Pararam de repente para tomar mais ar. Tanto a latina quanto a anglo-saxônica estavam ofegantes e suando. O peito de Luciana subia e descia rapidamente, enquanto a brasileira expelia o ar. América encarou Brasil com divertimento no olhar, semicerrando os olhos claros. Olhou-a rapidamente, seu rosto perto do de Luciana, os narizes colados, olhos vidrados, corpos ofegantes. Paralisaram. O único ruído no ambiente era o de seus pulmões clamando por ar, mais ar. América soltou um riso de repente.

—Bem, eu disse que daria incentivos. –Ela riu, olhando maliciosamente para Brasil e erguendo-se, rápida, de seu colo. Pôs-se de pé, mãos na cintura, imponente. –Gostou? –Lambeu os lábios, sensual.

—Hã, er... com certeza –Brasil corou novamente, desviando o olhar. Mal conseguia encarar América nos olhos, de tanta vergonha! Ainda que tivesse a fama de ter belas mulheres e homens divinos, praias fabulosas e ser o país do samba, alegria e amor, a forma humana da República Federativa do Brasil ainda era jovem. Muito embora aquele não fosse seu primeiro beijo, fora o mais provocante, avassalador; principalmente por ter sido dado pela sua paixão platônica, EUA. Ela ofegou e suspirou, finalmente olhando América. A coragem voltou. –Bom, eu realmente gostei disso tudo, acho que deu pra perceber... Mas não posso, realmente, participar de uma guerra sem que minha população não ganhe nada. Mais que isso, meu país realmente precisa de melhorias industriais e na infraestrutura. Eu...

—Já entendi, Luciana –América cortou-a, parecendo, ao mesmo tempo, irritada com a persistência da latina e se divertindo com seu constrangimento. Luciana da Silva só pôde pensar que a loira já sabia que ela iria pedir isso, porque tirou, de repente, bolos de dinheiro de sua bolsa a seu lado –Aqui está. Um incentivo mais... prático para seu país: Verdinhas. Com isso você vai conseguir modernizar o país, industrializá-lo e tudo mais. –Brasil já ia agradecer, mas ela a cortou –E farei mais que isso, minha preciosa amiga, porque sou uma heroína e jamais deixaria você entrar nessa guerra sem os recursos necessários! Vou te emprestar dinheiro para que monte e treine uma aeronáutica decente e aviões. Vai treinar seu exército e marinha, deixá-los preparados para o que terão que enfrentar. Na verdade, vai treinar comigo também, antes de ir.

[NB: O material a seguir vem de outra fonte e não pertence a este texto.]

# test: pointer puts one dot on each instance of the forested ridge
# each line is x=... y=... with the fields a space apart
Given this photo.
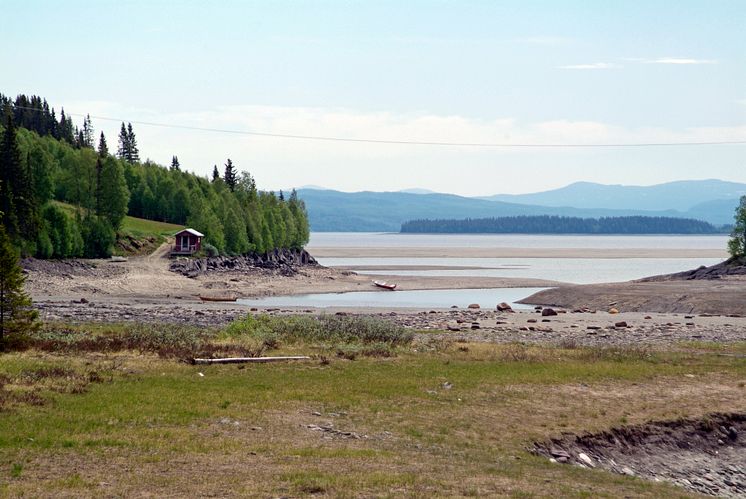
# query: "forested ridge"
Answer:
x=549 y=224
x=45 y=159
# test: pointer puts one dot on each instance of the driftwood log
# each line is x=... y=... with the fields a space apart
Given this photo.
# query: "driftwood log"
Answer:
x=243 y=360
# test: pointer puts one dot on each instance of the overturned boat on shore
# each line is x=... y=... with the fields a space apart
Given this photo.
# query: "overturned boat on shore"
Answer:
x=385 y=285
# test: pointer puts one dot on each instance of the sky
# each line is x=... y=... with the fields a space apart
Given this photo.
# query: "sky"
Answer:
x=496 y=72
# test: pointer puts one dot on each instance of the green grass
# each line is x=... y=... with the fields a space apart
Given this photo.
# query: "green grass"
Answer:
x=143 y=227
x=133 y=225
x=136 y=236
x=176 y=429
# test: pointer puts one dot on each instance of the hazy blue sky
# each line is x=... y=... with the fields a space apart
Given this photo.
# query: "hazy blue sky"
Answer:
x=492 y=71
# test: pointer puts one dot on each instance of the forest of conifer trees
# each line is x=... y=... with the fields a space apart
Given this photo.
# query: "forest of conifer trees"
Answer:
x=44 y=159
x=549 y=224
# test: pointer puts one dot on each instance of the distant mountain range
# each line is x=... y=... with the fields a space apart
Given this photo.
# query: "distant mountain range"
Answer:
x=682 y=195
x=713 y=201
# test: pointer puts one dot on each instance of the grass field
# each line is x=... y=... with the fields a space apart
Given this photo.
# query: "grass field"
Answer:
x=141 y=226
x=438 y=419
x=145 y=234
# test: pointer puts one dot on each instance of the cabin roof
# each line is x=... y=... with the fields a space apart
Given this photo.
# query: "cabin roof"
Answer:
x=190 y=231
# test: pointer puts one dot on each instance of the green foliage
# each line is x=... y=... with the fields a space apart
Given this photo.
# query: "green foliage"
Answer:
x=330 y=330
x=114 y=193
x=17 y=315
x=737 y=242
x=98 y=237
x=62 y=232
x=549 y=224
x=53 y=160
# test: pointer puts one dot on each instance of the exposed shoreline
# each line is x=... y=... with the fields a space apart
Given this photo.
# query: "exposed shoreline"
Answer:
x=144 y=290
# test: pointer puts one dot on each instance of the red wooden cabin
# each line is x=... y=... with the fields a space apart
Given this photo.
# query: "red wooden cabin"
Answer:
x=188 y=242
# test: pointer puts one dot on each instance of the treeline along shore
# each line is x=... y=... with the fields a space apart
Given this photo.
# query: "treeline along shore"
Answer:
x=548 y=224
x=64 y=193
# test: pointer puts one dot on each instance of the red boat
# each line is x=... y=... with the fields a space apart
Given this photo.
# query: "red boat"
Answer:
x=385 y=285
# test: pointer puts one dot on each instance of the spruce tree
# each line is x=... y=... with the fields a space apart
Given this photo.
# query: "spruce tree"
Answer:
x=113 y=193
x=88 y=132
x=98 y=189
x=123 y=150
x=230 y=175
x=134 y=153
x=737 y=243
x=11 y=172
x=103 y=150
x=16 y=311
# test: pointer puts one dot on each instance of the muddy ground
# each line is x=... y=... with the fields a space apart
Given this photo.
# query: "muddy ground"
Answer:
x=707 y=455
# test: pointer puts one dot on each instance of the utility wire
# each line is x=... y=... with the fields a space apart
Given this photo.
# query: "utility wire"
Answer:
x=401 y=142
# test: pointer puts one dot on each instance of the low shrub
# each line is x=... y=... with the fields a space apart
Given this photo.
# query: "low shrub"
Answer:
x=377 y=335
x=164 y=340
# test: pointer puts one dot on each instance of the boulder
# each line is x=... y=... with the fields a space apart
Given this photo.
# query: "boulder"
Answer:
x=504 y=307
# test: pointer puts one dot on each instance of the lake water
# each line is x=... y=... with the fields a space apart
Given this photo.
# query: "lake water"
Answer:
x=393 y=239
x=424 y=299
x=573 y=270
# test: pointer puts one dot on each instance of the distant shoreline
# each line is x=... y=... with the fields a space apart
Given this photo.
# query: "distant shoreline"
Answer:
x=471 y=252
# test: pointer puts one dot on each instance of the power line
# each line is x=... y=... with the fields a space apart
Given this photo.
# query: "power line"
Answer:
x=404 y=142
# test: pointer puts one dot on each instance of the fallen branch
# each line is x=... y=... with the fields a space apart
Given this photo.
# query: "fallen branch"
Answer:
x=242 y=360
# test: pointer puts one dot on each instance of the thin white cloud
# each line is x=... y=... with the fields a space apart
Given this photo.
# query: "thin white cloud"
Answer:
x=595 y=65
x=671 y=60
x=542 y=40
x=279 y=163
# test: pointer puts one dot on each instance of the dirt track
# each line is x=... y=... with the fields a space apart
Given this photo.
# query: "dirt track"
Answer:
x=147 y=278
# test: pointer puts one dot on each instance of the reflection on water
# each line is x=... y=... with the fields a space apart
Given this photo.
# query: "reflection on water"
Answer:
x=436 y=298
x=573 y=270
x=386 y=240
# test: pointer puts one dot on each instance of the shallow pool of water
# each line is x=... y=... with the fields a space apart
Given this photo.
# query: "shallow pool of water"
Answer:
x=432 y=298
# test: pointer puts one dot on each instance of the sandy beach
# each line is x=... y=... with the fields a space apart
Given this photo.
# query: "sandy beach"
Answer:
x=144 y=290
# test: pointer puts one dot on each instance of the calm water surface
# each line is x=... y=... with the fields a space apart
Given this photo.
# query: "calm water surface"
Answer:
x=438 y=298
x=573 y=270
x=390 y=239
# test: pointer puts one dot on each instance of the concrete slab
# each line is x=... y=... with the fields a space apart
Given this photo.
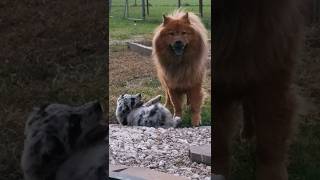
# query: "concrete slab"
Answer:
x=201 y=154
x=135 y=173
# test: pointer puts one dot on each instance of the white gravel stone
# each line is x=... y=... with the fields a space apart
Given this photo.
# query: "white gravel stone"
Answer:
x=165 y=150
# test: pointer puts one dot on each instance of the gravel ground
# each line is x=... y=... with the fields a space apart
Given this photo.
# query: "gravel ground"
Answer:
x=165 y=150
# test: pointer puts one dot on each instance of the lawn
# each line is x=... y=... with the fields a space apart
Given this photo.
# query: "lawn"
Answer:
x=123 y=29
x=132 y=73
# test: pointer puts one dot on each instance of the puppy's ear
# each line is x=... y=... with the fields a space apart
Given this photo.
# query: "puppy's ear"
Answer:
x=166 y=20
x=185 y=18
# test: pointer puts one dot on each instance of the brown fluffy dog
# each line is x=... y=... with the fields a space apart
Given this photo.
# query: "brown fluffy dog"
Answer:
x=180 y=51
x=255 y=45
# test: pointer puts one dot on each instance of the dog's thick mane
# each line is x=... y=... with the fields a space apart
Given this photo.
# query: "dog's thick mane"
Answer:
x=196 y=24
x=193 y=65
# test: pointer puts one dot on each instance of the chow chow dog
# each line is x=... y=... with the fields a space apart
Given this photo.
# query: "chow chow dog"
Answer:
x=180 y=53
x=255 y=47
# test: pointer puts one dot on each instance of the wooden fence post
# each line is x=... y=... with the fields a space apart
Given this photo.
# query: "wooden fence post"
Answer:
x=201 y=7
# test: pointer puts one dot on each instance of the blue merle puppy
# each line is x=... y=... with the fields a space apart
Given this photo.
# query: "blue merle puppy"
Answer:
x=65 y=142
x=132 y=111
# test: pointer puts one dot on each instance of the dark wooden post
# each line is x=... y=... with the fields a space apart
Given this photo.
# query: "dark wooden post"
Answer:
x=201 y=7
x=143 y=9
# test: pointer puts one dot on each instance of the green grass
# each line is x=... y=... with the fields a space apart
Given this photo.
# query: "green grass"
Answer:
x=121 y=28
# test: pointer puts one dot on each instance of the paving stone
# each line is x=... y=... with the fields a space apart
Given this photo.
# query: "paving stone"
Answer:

—O-obrigada, América. –Ela agradeceu, ainda meio em choque por ter conseguido o beijo e o dinheiro que seu chefe disse que precisava.

—Não há de quê. –Respondeu a loira, rápida –Agora, eu te dei as verdinhas e tals, mas em troca, terá que me deixar instalar uma base militar em seu país. Em Fernando de Noronha, para ser mais exata, porque essa localização me interessa muito. Pode ficar com elas quando a guerra terminar, assim como os aviões e as outras coisas. Mas terá que se comprometer a fornecer-nos apoio, lutar ao lado de meu exército e enviar mantimentos, médicos e pessoal especializado para auxiliar os aliados. Além disso, quero a permissão para meus aviões pousarem em seu território durante esse tempo. –Falou ela, encarando Brasil com seriedade.

—Eu me comprometo a ajudar vocês dessas formas. Podemos assinar os papéis agora mesmo, se assim quiser. –Luciana disse, solícita.

—Que moça prática –Comentou América, divertida –Se está disposta a me ajudar, vamos assinar, então.